Le scénario d’une aggravation record de l’insécurité alimentaire dans le monde en cas de conflit prolongé au Moyen-Orient est en train de se concrétiser, a averti l’ONU vendredi.
Le Programme alimentaire mondial (PAM) de l’ONU avait prévenu en mars, deux semaines après le déclenchement de la guerre des Etats-Unis et d’Israël contre l’Iran, que près de 45 millions de personnes supplémentaires pourraient être frappés par une insécurité alimentaire aiguë si le conflit ne cessait pas d’ici juin et si le prix du pétrole restait supérieur à 100 dollars le baril.

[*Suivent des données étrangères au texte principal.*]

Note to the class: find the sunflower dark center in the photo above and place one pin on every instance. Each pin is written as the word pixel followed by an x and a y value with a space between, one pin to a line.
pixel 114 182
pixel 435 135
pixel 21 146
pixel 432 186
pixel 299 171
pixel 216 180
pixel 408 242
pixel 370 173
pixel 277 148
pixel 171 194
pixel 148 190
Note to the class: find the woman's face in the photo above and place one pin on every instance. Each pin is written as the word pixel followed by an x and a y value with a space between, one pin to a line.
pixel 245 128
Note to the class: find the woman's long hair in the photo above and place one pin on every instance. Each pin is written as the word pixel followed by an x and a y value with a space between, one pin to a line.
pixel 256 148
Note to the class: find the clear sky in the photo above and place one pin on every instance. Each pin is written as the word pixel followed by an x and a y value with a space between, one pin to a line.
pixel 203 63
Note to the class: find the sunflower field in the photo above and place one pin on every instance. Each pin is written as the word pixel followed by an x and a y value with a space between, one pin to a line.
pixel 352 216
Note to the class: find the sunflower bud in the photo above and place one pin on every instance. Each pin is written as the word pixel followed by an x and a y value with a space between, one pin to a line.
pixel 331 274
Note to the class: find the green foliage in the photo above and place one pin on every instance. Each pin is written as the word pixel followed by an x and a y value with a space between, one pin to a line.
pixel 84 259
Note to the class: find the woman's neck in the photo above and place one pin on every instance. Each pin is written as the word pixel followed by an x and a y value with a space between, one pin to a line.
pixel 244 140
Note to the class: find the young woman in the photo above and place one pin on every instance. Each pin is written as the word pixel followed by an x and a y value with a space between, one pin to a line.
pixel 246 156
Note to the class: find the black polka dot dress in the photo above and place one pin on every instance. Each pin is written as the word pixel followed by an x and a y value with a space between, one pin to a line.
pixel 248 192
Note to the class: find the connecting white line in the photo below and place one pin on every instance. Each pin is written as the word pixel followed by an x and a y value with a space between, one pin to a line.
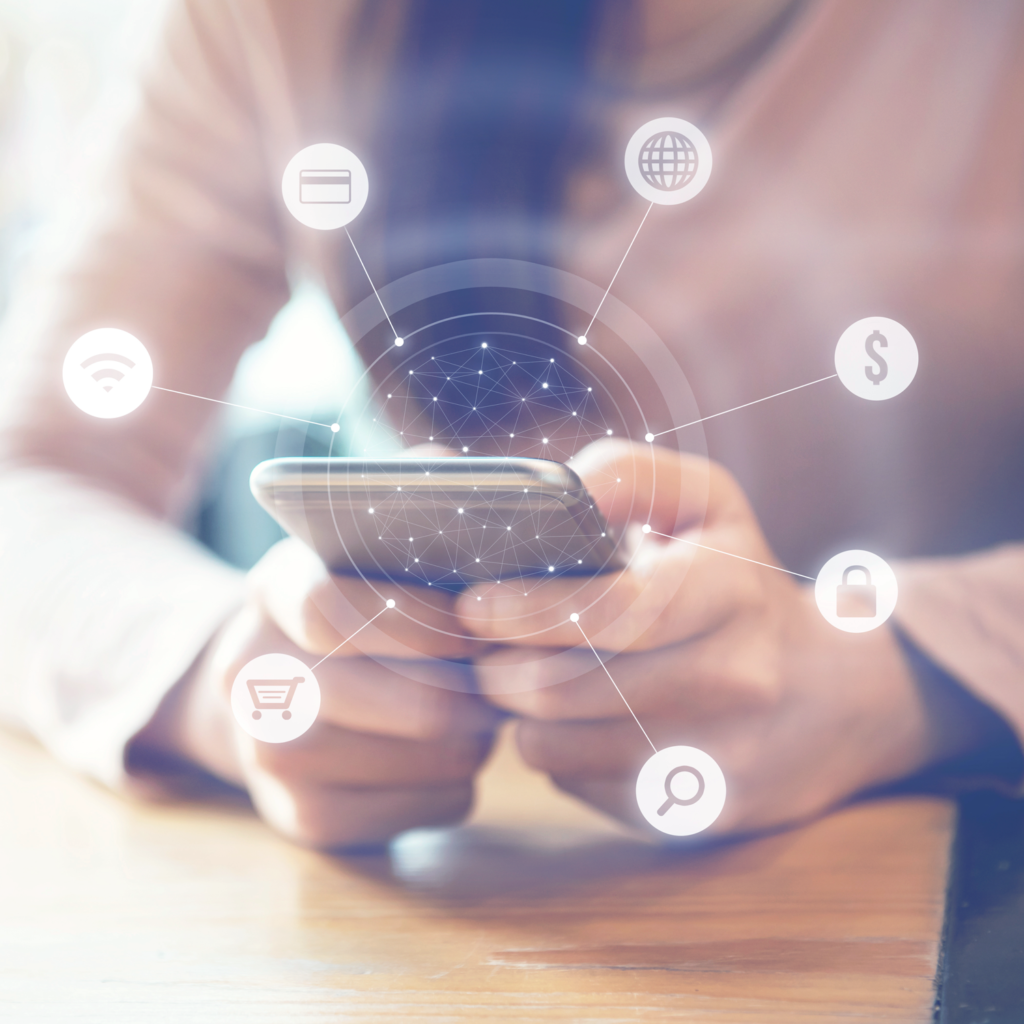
pixel 249 409
pixel 731 554
pixel 389 604
pixel 398 341
pixel 734 409
pixel 615 274
pixel 576 619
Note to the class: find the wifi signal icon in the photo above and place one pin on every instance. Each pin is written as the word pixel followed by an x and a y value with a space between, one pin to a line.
pixel 108 373
pixel 108 369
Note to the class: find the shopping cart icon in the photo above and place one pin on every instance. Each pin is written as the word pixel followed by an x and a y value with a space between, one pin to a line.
pixel 272 694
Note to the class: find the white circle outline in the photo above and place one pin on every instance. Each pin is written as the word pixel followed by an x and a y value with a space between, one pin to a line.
pixel 829 578
pixel 652 791
pixel 850 358
pixel 675 196
pixel 128 394
pixel 323 157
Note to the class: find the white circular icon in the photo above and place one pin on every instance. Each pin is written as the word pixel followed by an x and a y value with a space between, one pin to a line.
pixel 275 698
pixel 668 161
pixel 325 186
pixel 856 591
pixel 877 358
pixel 681 791
pixel 108 373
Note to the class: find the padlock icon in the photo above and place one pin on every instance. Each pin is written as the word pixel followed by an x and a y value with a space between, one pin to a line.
pixel 856 600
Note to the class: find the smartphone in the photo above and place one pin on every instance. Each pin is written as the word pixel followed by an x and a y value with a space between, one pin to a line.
pixel 448 522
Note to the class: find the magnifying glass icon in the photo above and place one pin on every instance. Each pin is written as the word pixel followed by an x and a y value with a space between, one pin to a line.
pixel 673 799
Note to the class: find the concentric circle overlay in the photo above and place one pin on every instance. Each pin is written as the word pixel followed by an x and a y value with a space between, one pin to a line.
pixel 325 186
pixel 668 161
pixel 489 367
pixel 877 358
pixel 108 373
pixel 275 698
pixel 856 591
pixel 681 791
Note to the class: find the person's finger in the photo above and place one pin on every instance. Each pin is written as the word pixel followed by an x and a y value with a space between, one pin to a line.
pixel 727 674
pixel 381 697
pixel 646 483
pixel 320 611
pixel 608 749
pixel 327 755
pixel 337 817
pixel 672 591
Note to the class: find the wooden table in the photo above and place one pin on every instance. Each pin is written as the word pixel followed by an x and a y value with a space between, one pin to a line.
pixel 538 910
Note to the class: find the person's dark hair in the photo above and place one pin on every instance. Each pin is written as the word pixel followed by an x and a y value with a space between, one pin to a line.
pixel 486 109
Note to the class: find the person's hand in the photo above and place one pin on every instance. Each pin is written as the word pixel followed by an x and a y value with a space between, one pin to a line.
pixel 713 651
pixel 399 734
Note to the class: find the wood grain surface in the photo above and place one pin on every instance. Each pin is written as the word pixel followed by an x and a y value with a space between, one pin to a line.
pixel 115 910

Ces personnes viendraient s’ajouter aux près de 320 millions qui souffrent déjà d’insécurité alimentaire aiguë dans le monde.
Alors que les hostilités ont repris ces derniers jours au Moyen-Orient, en particulier autour du détroit d’Ormuz – voie stratégique pour l’approvisionnement en hydrocarbures verrouillée par Téhéran – « le scénario négatif est malheureusement en train de se concrétiser », a déclaré à l’AFP Jean-Martin Bauer, directeur du service d’analyse de la sécurité alimentaire du PAM.
« La fermeture d’Ormuz se traduit par une hausse de la faim », a-t-il ajouté, soulignant l’envolée des prix des denrées de base comme le riz et le blé.
Le PAM a également averti que « la crise entraîne d’importants effets de contagion, notamment par le biais des chocs sur les prix du carburant et des denrées alimentaires, des pertes de revenus et des perturbations du commerce », dans une note d’analyse.
« À mesure que ces facteurs interagissent avec des vulnérabilités préexistantes, ils se traduisent rapidement par des répercussions visibles sur la sécurité alimentaire et les moyens de subsistance », note-t-il.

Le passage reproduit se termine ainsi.